Bouazizis Beerdigung wurde zum Protestmarsch. Die Leute sahen ihn als Märtyrer und schworen Rache. Seine Tat fand Nachahmer im Maghreb und darüber hinaus. In Tunesien wurde er zum Symbol des arabischen Frühlings, einer Protestwelle, welche sich schnell im ganzen arabischen Raum ausbreitete. Nachdem sich die Proteste zuerst auf Sidi Bouzid konzentrierten, breiteten sie sich schnell auf ganz Tunesien aus. Als Folge auf seinen Tod folgten Massenproteste, welche schließlich den Diktator Ben Ali dazu zwangen, sein Amt niederzulegen. Dieser war vorher als Präsident 23 Jahre im Amt gewesen und floh über Umwege nach Saudi Arabien. Babousa wurde zum Symbol für eine ganze Generation in der arabischen Welt, gepeinigt von Arbeitslosigkeit, Polizeiwillkür und Korruption. Sie alle konnten sich mit diesem einfachen jungen Mann, seinen Problemen und seiner vom System aufgezwungenen verzweifelten Lage identifizieren. Angefangen mit Tunesien breiteten sich die arabischen Volksaufstände auch in Ägypten, im Jemen, in Bahrain, Syrien und Oman aus. 

Diese Volksaufstände waren vor allem ein Produkt von jahrzentelangen sozialen Angriffen und auch Maßnahmen aufgrund von Krediten des IWF (Internationaler Währungsfonds) und der Weltbank. Die Massenmedien der imperialistischen Länder stellten den arabischen Frühling jedoch nicht als Resultat der Wut gegen die sozialen Probleme dar, sondern lediglich als Aufstände für Freiheit und Menschenwürde. Damit präsentierten sie zum einen die westlichen Länder indirekt als demokratische und freie Länder ohne Diktatoren und zum anderen versuchten sie auf diese Weise von den universellen Problemen des kapitalistischen Systems abzulenken. Außerdem wurde völlig in den Hintergrund gedrängt, dass man jahrelang – wie auch heutzutage – mit diktatorischen Regimen zusammengearbeitet hatte. 
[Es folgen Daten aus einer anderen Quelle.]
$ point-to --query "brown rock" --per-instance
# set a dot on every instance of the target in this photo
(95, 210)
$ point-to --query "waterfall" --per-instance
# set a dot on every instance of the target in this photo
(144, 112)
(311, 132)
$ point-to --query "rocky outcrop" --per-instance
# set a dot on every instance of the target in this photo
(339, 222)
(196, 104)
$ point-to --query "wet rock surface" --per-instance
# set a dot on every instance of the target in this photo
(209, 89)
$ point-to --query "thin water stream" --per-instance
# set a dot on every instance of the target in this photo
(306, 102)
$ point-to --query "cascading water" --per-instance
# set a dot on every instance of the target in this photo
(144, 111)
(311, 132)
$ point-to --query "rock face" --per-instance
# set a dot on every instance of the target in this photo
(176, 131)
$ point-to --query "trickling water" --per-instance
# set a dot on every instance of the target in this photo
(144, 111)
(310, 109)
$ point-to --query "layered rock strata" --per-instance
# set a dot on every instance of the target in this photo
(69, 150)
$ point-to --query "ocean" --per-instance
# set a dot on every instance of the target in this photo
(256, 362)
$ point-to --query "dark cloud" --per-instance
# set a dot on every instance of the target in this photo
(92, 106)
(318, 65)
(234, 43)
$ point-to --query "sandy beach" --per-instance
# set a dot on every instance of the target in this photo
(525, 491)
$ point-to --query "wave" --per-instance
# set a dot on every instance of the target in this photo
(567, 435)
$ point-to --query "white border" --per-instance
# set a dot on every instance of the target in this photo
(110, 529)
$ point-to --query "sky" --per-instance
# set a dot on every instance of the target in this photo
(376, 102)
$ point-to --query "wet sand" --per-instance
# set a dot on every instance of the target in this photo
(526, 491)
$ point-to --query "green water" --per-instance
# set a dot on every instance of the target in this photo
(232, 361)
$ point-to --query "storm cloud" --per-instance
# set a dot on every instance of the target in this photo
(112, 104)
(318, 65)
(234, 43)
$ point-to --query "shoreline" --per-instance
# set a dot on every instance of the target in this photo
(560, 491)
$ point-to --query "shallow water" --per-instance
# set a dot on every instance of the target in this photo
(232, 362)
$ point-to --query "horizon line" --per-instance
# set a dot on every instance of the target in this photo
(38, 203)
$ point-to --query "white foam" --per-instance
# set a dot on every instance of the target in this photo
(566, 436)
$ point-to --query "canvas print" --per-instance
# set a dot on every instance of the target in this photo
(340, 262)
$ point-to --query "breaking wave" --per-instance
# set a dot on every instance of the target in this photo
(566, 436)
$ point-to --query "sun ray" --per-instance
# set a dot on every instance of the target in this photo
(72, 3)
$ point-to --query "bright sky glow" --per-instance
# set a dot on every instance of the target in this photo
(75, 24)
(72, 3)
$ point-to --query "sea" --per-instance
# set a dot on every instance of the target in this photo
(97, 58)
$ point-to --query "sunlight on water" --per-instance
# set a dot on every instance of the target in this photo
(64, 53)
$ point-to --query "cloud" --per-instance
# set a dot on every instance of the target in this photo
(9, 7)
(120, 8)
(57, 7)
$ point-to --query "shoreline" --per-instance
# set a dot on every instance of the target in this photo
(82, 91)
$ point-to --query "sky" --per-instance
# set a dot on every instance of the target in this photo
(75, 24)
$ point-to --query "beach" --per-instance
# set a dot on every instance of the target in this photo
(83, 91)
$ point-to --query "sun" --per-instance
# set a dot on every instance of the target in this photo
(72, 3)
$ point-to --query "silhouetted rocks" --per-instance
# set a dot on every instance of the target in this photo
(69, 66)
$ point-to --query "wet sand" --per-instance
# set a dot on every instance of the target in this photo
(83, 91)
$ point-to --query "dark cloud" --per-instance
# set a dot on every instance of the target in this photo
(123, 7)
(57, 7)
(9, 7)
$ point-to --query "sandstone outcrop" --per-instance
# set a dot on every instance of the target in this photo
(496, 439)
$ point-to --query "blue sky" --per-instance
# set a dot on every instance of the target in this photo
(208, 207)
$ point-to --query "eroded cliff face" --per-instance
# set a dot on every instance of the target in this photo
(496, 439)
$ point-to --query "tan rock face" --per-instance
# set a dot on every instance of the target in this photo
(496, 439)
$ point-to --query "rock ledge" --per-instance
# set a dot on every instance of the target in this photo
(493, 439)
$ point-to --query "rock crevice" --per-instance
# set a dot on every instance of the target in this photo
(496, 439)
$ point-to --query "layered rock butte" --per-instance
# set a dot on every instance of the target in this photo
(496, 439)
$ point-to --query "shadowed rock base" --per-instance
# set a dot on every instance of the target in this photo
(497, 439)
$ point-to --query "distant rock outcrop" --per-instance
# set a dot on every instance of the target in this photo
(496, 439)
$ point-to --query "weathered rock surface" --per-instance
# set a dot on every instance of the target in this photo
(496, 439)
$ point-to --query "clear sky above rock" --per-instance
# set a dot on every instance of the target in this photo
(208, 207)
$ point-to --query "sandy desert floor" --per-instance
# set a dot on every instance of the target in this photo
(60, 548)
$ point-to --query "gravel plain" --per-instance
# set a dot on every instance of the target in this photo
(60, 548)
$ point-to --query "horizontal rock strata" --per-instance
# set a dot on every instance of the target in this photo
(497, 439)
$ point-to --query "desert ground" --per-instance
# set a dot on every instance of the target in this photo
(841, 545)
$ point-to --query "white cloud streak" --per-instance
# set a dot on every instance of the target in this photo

Die Präsenz vieler kleinbürgerlicher Schichten in den Aufständen, der Einfluss von Kräften wie der Muslimbruderschaft oder auch imperialistischer Länder wie der USA sowie die allgemeine Schwäche der Arbeiter:innenklasse sorgten dafür, dass die Aufstände die Länder nicht grundlegend verändern konnten. Alte Diktatoren wurden gestürzt und neue Diktatoren kamen an die Macht. Das waren und sind die Grenzen von spontanen Massenbewegungen und Volksaufständen, die keine revolutionäre Führung haben. Nur die Arbeiter:innenklasse als revolutionäre Führungskraft der Aufstände hätte einen Systemwandel zur Realität machen könnten, doch diese war unorganisiert, zu wenig präsent und fern von einer revolutionären Ideologie, die ihr eine Perspektive hätte geben können. Die Lehre aus dieser Phase der jüngeren Geschichte bleibt, dass die Notwendigkeit einer revolutionären Partei, die die Klasse der Lohnabhängigen vereint und koordiniert, unumgänglich ist.